Outer House dismisses $210m damages action alleging conspiracy to breach fiduciary duty
A man who claimed $210 million in damages for loss said to have been suffered partially because of a conspiracy to facilitate a breach of fiduciary duty by a solicitor has had his action dismissed in the Outer House of the Court of Session.
Robert Kidd raised the action against eight defenders. These included five entities or individuals involved in the Lime Rock Group, as well as Ledingham Chalmers LLP and two partners in that firm.
The case was heard by Lord Clark. A separate action against Burness Paull LLP, the predecessor firm of which had employed the solicitor said to have committed the breach at the material time, was previously settled in 2018.
Acted for both sides
The pursuer was formerly the sole shareholder of ITS Ltd, a company incorporated in Scotland. In 2007 he decided to sell part of his shareholding and employed two new directors. In February 2008 he instructed Paull and Williamsons LLP, which later merged with another firm and became Burness Paull, to represent the company’s interests in implementation of any agreement reached with a proposed investor.
In due course, the Lime Rock Group expressed an interest in purchasing shares in ITS. In September 2009, the pursuer sold part of his shareholding to Lime Rock Partners V, LP, the third defender. The company went into administration in April 2013 following a deterioration in its operational performance.
Lime Rock had been clients of P&W for some time prior to 2009. In particular. they were clients of Mr Kenneth Gordon, the solicitor who had acted for ITS in the negotiation, a fact the pursuer was not aware of at the time. The pursuer raised a commercial action against P&W and BP in 2015, contending there had been fraudulent misrepresentation, breach of fiduciary duty, and professional negligence.
In that case, the pursuer alleged that Mr Gordon arranged for solicitors from Ledingham Chalmers, the sixth defender, to “front” the negotiations on behalf of Lime Rock to conceal the fact that he was advising both sides. The defenders in that action accepted that the actions of Mr Gordon had caused a conflict of interest and reached a settlement with the pursuer in February 2018.

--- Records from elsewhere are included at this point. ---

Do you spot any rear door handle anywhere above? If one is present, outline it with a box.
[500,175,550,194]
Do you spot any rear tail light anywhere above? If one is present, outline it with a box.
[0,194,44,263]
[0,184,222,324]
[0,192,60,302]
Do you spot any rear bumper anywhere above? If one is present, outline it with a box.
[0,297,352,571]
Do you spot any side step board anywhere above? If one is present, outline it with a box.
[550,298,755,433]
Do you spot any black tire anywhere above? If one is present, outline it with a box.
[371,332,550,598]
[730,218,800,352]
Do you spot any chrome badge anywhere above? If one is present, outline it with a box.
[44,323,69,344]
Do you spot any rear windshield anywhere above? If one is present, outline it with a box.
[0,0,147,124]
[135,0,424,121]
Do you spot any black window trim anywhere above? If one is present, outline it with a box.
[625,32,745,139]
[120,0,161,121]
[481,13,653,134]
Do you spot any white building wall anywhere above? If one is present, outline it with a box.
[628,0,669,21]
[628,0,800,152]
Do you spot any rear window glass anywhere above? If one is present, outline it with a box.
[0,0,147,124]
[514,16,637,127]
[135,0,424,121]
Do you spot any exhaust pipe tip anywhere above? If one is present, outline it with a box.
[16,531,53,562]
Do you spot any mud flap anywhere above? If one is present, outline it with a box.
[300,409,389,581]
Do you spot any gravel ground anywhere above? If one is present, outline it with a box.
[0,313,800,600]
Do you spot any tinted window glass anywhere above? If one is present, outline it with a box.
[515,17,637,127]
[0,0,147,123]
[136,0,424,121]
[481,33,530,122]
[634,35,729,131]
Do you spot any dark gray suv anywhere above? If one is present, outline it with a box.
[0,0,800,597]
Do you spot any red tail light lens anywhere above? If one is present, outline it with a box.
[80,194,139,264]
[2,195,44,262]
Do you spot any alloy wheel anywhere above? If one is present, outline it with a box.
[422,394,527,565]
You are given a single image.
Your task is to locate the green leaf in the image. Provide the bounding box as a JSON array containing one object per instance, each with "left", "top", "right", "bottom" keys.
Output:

In the Lime Rock action, the pursuer averred that the eight defenders were jointly and severally liable for his loss. They were all aware that Mr Gordon was acting in breach of his fiduciary duty and conspired to facilitate that breach by deceiving the pursuer into thinking that each side was being independently advised.
The first to fifth defenders submitted that the action was incompetent, as the pursuer had received full satisfaction for the loss he claimed to have suffered via the settlement agreement with Burness Paull. As a result of this, his cause of action had been extinguished.
The sixth to eighth defenders made similar submissions on satisfaction of loss, and further submitted that there was nothing in the settlement agreement that suggested what the pursuer agreed to accept was in partial satisfaction only of his claim for damages.
Full and final settlement
In his opinion, Lord Clark said of the settlement agreement the pursuer had reached with BP: “There are no averments that the agreed sum gave a discount for any particular matters, nor are there any averments of facts or reasons known to both parties supporting the fixing of a sum less than the full measure of the pursuer’s loss. Subjective intentions are of course irrelevant.”
He continued: “The settlement agreement makes clear that it is not just a full and final settlement of the action but that it includes release of claims in any way related to the proceedings or their underlying facts.”
Applying this interpretation to the present case, he said: “The meaning of the settlement agreement is that the pursuer reached a full and final settlement, with one joint wrongdoer, of the loss claimed in the action against that joint wrongdoer. On the basis of [previous case authority], that precludes an action against other joint wrongdoers for that same loss.”
He concluded: “The pursuer avers that the present action is ‘based on a different legal basis to that advanced in the first claim’. However, if the present defenders are jointly and severally liable for the pursuer’s loss, but that loss has been satisfied, then no claim remains.”
For these reasons, the pursuer’s claim was dismissed.
Acted in concert
Lord Clark also felt it appropriate to address the other issues raised by the case, namely relevancy, specification, and prescription. Addressing relevancy and specification, he summarised: “The pursuer has in this case made sufficient averments of the kind that Lord Tyre in the earlier case properly identified as necessary for a relevant case based upon fraudulent misrepresentation.”
He continued: “The defenders’ conduct did not prevent P&W or Mr Gordon giving the advice the pursuer claims should have been given, but they are all said, in effect, to have acted in concert to reach that result. I therefore conclude that the argument for the defenders that the pursuer’s case here is irrelevant for the same reasons as in the earlier case falls to be rejected.”
Regarding prescription, he said: “I reject the defenders’ position that as knowledge of the pretence was known to the pursuer in 2014 when the P&W/BP action was raised, that means the action has prescribed; the issue here is about the conduct of the present defenders.”
Lord Clark therefore determined that, had the case not been dismissed, these issues would have been determinable at a proof before answer.